The city park was to become the battleground for class struggle, increasingly so as hundreds of Parliamentary Enclosure Acts stripped agricultural workers of their access to pasture and meadow, forcing a landless population from the fields to the factories. As the commoners lost their commons, so the mighty landowners competed to show off their vast sweeping lawns. Hugely labour intensive, only the wealthiest could afford to maintain the acres of immaculate turf, hand-produced with scythes and shears. This was grass as a statement of authority, a display of power as emphatic as a parade of North Korean tanks in Pyongyang.

These days, landscape gardeners advertise in the local services directory between kissograms and launderettes, but in the nineteenth century, they were both culturally and politically influential figures, shaping not just the great estates but wider society.

John Loudon was among the most celebrated landscape planners of the age, engaged by the wealthy Stratton family in 1808 to redesign Tew Great Park in Oxfordshire. His landscaping was held up as a model of elegance and refinement, but as he marked out lawns and drives he was thinking about soot and smoke. Sniffing the changing wind, Loudon determined to establish himself as one of the first urban planners.

In 1829, more than a century before the creation of London’s much beloved Green Belt, Loudon proposed just such an idea in his work Hints on Breathing Places for the Metropolis. He knew what enclosure had done to rural communities such as Cambuslang in Lanarkshire, where he grew up, and feared a worse fate was about to befall the rapidly expanding industrial towns and cities.

Loudon came up with the idea of concentric rings of turf and gravel, which would ensure that ‘there could never be an inhabitant who would be farther than half a mile from an open airy situation, in which he was free to walk or ride, and in which he could find every mode of amusement, recreation, entertainment, and instruction’.

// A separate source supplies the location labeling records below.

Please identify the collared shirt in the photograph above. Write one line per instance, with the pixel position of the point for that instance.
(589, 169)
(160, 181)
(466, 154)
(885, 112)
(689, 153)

He instinctively believed that civic health was closely linked with access to grass, a view shared by some Parliamentarians who feared rapid industrialisation was throwing up towns and city districts unable to cope with the influx of hundreds of thousands of workers and their families. Forced to live in cramped and squalid conditions, cholera, diphtheria and small pox quickly spread among the urban poor. It was the perfect breeding ground for disease and social unrest.

In 1833 the Select Committee on Public Walks concluded that it was advantageous to all classes that there be grassy places to which wives and children (decently dressed) could escape on a Sunday evening. It seems an innocuous enough idea today, but the committee had used the phrase ‘all classes’ and, in so doing, inspired the reformers Jeremy Bentham and John Stuart Mill to pen a furious demand for universal access to green spaces like Regent’s Park. ‘To call such a spot a public park is an impudent mockery,’ they wrote. ‘It is not a public park, but a place set apart for the use of the wealthy only, and the people are permitted to grind out their shoes upon the gravel, merely because they cannot be prevented.’

Although the Crown claimed that there was open access, the keys to Regent’s Park were only available to those who paid two guineas a year, a restriction justified on the basis that young trees would be injured by the mischievous and the park would become a place of assignation for young lovers. ‘Heaven preserve us!’ Bentham and Mill’s fury at the injustice explodes in mockery from the pages of their letter to the Public Walks Committee.